Multiple sequence alignment of full viral genomes can be challenging due to factors such as long sequences, large insertions/deletions (spanning several 100 nucleotides), large number of sequences, sequence divergence, and high computational complexity in particular when computing alignments based on RNA secondary structures. Standard alignment methods often face these issues, in particular when processing highly variable sequences or when specific phylogenetic analysis is required on selected subsequences.
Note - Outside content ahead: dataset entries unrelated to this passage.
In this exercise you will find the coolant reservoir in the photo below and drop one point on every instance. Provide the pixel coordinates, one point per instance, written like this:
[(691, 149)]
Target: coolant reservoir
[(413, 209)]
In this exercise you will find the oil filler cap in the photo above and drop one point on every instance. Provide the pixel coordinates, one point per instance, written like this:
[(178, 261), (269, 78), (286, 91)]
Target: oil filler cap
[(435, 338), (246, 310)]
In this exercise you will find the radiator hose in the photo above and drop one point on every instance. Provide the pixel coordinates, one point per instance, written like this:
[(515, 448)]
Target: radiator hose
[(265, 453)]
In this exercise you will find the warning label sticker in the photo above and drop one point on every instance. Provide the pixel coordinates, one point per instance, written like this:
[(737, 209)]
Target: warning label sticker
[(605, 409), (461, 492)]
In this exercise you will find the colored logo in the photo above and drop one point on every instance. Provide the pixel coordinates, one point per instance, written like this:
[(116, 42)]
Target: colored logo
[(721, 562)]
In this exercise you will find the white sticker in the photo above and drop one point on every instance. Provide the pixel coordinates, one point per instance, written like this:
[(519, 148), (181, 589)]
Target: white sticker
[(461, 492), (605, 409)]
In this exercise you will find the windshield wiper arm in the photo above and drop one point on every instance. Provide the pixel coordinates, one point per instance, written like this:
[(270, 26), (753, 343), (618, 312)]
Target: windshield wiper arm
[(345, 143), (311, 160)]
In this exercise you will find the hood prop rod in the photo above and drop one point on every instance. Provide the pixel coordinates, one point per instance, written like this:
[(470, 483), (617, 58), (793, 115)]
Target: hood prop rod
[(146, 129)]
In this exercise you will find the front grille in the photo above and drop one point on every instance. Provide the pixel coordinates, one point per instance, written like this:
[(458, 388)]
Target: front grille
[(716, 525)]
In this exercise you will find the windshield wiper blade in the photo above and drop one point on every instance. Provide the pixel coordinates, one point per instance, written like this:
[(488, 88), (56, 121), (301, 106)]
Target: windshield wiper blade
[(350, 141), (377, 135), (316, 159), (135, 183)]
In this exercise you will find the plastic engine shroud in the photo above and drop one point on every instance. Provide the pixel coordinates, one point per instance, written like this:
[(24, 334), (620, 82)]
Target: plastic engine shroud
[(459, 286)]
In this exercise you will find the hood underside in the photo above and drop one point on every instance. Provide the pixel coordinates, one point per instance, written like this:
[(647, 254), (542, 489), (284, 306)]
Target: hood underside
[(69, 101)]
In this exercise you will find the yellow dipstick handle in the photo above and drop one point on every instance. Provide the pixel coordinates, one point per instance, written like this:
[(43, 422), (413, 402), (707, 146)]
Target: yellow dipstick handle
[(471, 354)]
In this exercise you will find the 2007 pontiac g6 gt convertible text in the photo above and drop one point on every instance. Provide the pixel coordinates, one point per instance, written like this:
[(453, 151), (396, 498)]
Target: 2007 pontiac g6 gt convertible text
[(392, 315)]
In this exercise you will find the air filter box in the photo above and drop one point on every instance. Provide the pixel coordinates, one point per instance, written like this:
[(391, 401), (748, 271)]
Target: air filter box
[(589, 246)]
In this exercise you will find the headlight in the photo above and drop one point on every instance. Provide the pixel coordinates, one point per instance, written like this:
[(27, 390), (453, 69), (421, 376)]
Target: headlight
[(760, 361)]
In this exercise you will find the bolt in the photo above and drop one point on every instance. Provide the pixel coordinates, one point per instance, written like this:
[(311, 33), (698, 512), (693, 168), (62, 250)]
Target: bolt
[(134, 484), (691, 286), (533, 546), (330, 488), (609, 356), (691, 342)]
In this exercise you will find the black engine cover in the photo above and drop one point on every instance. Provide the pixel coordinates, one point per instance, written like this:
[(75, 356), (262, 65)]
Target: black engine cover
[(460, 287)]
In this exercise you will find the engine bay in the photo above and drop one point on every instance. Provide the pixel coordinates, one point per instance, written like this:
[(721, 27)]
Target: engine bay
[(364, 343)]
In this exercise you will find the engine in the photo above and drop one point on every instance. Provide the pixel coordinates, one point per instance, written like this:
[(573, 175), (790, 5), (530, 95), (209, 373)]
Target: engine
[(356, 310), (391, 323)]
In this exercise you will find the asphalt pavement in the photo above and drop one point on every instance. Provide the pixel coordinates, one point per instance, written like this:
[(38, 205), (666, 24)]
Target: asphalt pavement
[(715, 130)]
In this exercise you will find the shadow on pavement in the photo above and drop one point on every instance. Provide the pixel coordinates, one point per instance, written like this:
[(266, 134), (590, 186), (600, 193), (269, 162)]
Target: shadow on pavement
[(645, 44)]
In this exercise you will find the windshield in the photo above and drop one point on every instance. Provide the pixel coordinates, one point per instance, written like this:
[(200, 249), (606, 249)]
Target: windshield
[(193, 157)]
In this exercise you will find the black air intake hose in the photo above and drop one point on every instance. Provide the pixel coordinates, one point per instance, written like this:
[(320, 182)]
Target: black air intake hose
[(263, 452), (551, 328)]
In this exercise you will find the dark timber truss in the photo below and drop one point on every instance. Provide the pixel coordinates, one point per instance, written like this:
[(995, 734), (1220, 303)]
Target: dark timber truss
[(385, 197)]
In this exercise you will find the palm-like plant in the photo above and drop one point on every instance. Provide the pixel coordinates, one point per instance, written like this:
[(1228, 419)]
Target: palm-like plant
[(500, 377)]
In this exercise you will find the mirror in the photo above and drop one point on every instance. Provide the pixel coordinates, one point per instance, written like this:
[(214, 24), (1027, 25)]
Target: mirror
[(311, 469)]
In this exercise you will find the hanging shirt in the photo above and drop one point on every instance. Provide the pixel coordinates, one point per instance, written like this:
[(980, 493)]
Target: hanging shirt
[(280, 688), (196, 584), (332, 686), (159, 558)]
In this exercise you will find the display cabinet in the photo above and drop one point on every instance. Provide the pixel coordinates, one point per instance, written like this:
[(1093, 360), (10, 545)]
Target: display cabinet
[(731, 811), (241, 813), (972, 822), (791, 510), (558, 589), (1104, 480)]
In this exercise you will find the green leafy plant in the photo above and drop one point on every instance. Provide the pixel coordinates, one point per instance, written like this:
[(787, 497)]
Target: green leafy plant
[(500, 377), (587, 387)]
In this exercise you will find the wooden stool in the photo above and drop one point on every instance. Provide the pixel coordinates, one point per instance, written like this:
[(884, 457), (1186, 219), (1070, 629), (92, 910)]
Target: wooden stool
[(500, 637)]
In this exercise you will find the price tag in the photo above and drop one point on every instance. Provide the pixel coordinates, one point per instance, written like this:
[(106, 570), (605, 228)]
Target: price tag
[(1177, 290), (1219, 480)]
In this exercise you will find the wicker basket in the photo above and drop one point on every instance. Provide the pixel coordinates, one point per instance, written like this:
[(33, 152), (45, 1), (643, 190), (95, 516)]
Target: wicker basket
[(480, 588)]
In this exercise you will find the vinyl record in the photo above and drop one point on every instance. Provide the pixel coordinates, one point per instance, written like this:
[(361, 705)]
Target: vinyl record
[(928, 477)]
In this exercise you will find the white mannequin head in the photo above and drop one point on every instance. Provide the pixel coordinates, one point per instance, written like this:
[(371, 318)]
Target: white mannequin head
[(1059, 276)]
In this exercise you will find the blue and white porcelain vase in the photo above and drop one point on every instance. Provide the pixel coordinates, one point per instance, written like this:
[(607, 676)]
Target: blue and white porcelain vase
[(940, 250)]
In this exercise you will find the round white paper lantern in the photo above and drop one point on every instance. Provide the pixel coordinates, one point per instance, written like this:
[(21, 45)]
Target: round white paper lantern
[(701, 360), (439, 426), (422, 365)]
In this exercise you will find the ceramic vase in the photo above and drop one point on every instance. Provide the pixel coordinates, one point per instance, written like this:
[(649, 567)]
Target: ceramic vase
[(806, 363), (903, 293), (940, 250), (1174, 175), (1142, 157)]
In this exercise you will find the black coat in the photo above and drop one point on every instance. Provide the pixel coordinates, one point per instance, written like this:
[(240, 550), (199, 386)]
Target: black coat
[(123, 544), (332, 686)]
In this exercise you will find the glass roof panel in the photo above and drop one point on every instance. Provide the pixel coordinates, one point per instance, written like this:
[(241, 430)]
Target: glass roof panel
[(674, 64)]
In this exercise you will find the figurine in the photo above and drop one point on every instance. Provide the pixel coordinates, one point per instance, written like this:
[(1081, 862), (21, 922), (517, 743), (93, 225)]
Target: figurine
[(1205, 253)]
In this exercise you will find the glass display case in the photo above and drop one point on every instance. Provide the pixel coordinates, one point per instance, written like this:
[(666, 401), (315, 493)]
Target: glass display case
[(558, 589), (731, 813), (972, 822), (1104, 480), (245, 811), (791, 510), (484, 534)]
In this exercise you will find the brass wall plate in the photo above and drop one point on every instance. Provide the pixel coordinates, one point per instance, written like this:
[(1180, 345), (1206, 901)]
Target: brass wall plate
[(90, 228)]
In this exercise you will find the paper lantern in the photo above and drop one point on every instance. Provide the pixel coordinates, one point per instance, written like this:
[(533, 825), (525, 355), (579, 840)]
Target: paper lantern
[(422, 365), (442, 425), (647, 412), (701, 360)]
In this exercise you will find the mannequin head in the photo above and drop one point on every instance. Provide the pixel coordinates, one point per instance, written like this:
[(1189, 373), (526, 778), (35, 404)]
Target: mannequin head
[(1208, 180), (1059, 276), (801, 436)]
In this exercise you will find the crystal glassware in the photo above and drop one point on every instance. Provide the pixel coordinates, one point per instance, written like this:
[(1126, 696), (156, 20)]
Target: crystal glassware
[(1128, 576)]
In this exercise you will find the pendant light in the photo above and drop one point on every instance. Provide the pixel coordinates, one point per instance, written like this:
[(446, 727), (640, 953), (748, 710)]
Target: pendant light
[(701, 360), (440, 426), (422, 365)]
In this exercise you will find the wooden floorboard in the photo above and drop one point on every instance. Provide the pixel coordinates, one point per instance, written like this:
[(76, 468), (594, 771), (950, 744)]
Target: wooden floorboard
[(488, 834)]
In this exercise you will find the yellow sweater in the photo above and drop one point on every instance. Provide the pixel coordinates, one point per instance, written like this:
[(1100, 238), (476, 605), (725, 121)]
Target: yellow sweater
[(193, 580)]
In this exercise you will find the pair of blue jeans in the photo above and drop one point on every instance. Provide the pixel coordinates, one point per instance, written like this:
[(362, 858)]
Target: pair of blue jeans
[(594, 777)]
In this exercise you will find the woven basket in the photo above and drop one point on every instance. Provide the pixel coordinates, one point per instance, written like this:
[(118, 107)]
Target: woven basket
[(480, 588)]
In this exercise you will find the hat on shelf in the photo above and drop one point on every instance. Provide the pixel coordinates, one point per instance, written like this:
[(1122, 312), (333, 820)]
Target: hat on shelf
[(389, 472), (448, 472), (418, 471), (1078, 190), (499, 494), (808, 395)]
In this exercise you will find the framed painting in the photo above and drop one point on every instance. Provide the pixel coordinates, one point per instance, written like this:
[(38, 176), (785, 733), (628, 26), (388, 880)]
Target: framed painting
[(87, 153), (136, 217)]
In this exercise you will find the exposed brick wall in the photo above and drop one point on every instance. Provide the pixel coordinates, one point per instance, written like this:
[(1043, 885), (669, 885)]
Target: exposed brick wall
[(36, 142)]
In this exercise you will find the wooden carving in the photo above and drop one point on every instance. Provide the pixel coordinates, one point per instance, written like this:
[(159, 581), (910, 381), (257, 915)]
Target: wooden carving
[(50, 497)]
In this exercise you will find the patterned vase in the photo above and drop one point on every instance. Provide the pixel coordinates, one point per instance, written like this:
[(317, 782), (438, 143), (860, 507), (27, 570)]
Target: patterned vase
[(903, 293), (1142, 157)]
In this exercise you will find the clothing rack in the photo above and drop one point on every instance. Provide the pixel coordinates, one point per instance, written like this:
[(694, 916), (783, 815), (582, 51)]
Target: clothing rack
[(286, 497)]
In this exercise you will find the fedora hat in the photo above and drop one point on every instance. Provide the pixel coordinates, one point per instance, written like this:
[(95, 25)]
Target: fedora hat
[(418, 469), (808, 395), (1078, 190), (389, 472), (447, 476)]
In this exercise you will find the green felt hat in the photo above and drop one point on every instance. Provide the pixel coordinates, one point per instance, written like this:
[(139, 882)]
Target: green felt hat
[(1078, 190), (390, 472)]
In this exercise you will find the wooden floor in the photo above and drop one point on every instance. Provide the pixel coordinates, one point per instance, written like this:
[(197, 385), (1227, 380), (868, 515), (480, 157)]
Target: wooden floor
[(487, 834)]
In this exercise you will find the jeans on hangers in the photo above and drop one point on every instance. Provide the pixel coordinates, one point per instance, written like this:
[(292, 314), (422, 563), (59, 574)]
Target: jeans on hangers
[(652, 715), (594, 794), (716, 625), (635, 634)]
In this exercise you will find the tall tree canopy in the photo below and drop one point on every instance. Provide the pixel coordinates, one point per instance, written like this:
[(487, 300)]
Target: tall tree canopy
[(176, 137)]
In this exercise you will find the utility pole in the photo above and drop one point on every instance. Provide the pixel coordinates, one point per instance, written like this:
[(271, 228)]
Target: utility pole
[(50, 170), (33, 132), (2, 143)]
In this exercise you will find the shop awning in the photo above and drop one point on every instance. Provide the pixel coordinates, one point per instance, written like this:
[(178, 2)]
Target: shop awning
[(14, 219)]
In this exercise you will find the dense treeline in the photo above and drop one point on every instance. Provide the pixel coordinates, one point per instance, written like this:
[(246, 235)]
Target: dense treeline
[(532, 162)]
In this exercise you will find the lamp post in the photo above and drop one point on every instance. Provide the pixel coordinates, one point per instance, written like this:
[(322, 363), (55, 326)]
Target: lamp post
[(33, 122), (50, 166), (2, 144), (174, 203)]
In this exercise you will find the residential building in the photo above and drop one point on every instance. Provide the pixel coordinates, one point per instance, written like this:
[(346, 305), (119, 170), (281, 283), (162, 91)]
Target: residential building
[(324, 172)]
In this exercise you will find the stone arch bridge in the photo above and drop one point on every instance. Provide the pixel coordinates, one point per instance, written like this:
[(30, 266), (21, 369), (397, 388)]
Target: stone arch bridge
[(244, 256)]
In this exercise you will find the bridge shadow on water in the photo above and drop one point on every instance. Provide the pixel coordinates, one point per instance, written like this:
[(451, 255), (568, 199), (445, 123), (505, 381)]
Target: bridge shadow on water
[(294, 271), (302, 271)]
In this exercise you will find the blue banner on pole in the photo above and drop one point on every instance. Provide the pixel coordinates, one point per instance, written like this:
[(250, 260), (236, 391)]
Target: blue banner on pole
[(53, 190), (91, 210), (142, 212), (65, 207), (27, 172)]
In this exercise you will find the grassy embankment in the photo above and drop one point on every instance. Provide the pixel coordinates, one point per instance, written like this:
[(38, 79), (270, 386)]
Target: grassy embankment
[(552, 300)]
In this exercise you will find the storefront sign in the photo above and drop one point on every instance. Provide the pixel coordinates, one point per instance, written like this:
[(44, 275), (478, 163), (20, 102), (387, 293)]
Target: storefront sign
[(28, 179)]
We present an algorithm to determine high quality anchors that define partitions of sequences and guide the alignment of viral genomes to respect well conserved, and therefore functionally significant, regions. This new approach is implemented in the Python-based command line tool AnchoRNA , which is designed to identify conserved regions, or anchors, within coding sequences. By default, anchors are searched in translated coding sequences accounting for high mutation rates in viral genomes. AnchoRNA enhances the accuracy and efficiency of full-genome alignment by focusing on these crucial conserved regions. AnchoRNA guided alignments are systematically compared to the results of 3 alignment programs. Utilizing a dataset of 55 representative Pestivirus genomes, AnchoRNA identified 55 anchors that are used for guiding the alignment process. The incorporation of these anchors led to improvements across tested alignment tools, highlighting the effectiveness of AnchoRNA in enhancing alignment quality, especially in viral genomes.